The first step in getting started with building a custom project for ReactiveSearch is to add your own data. In this guide, we explain how you can import your data with the correct schema.

Creating an App

ReactiveSearch uses Elasticsearch as its underlying database system. An app within ReactiveSearch's context refers to an index in Elasticsearch.

Here's a short gif walking through the app creation process in appbase.io, a hosted realtime Elasticsearch service.

If you are using an Elasticsearch cluster, you would be able to create an index with the following command:

curl -XPUT elasticsearch:9200/my_app/

Note

ReactiveSearch is compatible with Elasticsearch v2, v5 and v6.

Overview of the App Data Model

Elasticsearch's data model is JSON based, and data within an app is organized as JSON objects that belong to a type (or not if you are using v6). Types provide a logical namespace to the JSON data which can be used while querying data. You can read more about the data model behind Elasticsearch over here.

Data Store

Note

Elasticsearch v6 removes the concepts of types, where data is simply stored as JSON objects within an index.

Importing Custom Data

In this section, we will cover how to add data using three different approaches. We will use Dejavu - a GUI for Elasticsearch for showing the process.

via Importer

Importer is the most recommended way to index data into an Elasticsearch index. It works with JSON and CSV file types, and also supports cloning an existing app.

Importer also allows you to configure mappings prior to indexing the data.

via Dejavu GUI

Let's say you have your data organized as a CSV or XLS file.

  1. Use an online tool like http://www.csvjson.com/csv2json to convert your CSV data into a JSON format.
  2. Go to your dejavu's Data Browser section and click "Add Data".

  1. Add the JSON formatted data here, a single object should be added as a JSON object while multiple records can be added using the Array semantics.

Tip

Add up to a hundred records at a time for best results. Ideal when your data set is small.

via API

Elasticsearch uses a RESTful API for both indexing and retrieving data. Whether you are using Python or Java or Javascript, you make a HTTP API call there.

This is how a REST call looks to insert a single object into an app inside a type called books.

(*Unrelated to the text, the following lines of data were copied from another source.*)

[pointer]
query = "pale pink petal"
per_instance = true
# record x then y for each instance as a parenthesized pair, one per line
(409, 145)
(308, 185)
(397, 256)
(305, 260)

curl -XPUT https://API_CREDENTIAL@scalr.api.appbase.io/$app/books/1 --data-binary '{
   "department_name": "Books",
   "department_id": 1,
   "name": "A Sample Book on Network Routing",
   "price": 5595
}'

scalr.api.appbase.io is the domain for the Elasticsearch cluster, you can replace this with the location of your cluster domain.

Data Mapping

Data mapping is the process of specifying a schema for your data, which determines how fields are indexed and stored. While Elasticsearch auto-detects the schema based on the kind of JSON value through a process known as dynamic mapping, it is also possible to set this mapping statically. You can read more about mappings over here.

Dejavu provides a GUI for setting the mapping of a new field, as well as viewing existing mappings.

Note

If you are coming from a SQL background, there are two things to keep in mind regarding Elasticsearch mappings:

  1. They are immutable. Once specified (or dynamically set), they can't be changed.
  2. Being a full-text search engine as well as an aggregations engine, Elasticsearch supports specifying multiple mappings for a field. This allows it to store the same field in different ways, thus allowing for versatile querying.

Custom Analyzers

We recommend adding the following custom analyzers to your Elasticsearch index. We will use them when specifying mappings for a $dataField to be used for searching.

The autosuggest_analyzer indexes the field by breaking each word into tokens of length [1, 20] always beginning with the first character of the word. This allows for fast suggestions retrieval in a DataSearch UI.

Note

If you are using dejavu/importer for indexing data, it already supports these custom analyzers with the Text and SearchableText datatypes.

Adding custom analyzers requires you to first close the index with the following command:

POST /:index/_close

followed by the actual addition of analyzers with:

PUT /:index/_settings
{
  "analysis" : {
    "analyzer":{
        "autosuggest_analyzer": {
            "filter": [
                "lowercase",
                "asciifolding",
                "autosuggest_filter"
            ],
            "tokenizer": "standard",
            "type": "custom"
        },
        "ngram_analyzer": {
            "filter": [
                "lowercase",
                "asciifolding",
                "ngram_filter"
            ],
            "tokenizer": "standard",
            "type": "custom"
        }
    },
    "filter": {
        "autosuggest_filter": {
            "max_gram": "20",
            "min_gram": "1",
            "token_chars": [
                "letter",
                "digit",
                "punctuation",
                "symbol"
            ],
            "type": "edge_ngram"
        },
        "ngram_filter": {
            "max_gram": "9",
            "min_gram": "2",
            "token_chars": [
                "letter",
                "digit",
                "punctuation",
                "symbol"
            ],
            "type": "ngram"
        }
    }
  }
}

followed by opening of the index. It is important to open the index up for any indexing and search operations to occur.

POST /:index/_open

You can read more about this over here.

Text Datatype in Search v/s Aggregations

There are two different types of use-cases that Elasticsearch supports:

  1. Search - We talked about this use-case in the above section. Here, we typically apply a search specific analyzer to get fast and accurate search results back. The field to be applied in the dataField prop for search specific components is of Text type (v5 and above) or of String analyzed type (v2).
  2. Aggregations - Aggregations and sorting are operations that require using a non-analyzed string. The field to be applied in the dataField prop for aggregation specific components such as Lists is of Keyword type (v5 and above) or of String not-analyzed type (v2).

Note

If a $dataField is to be used both for searching and aggregating, it is recommended to create a .raw sub-field for a Text datatype field whose datatype is set as Keyword. And when aggregating (or sorting) is required, use $dataField.raw instead of $dataField.

Starting with v5, Elasticsearch supports this as a default.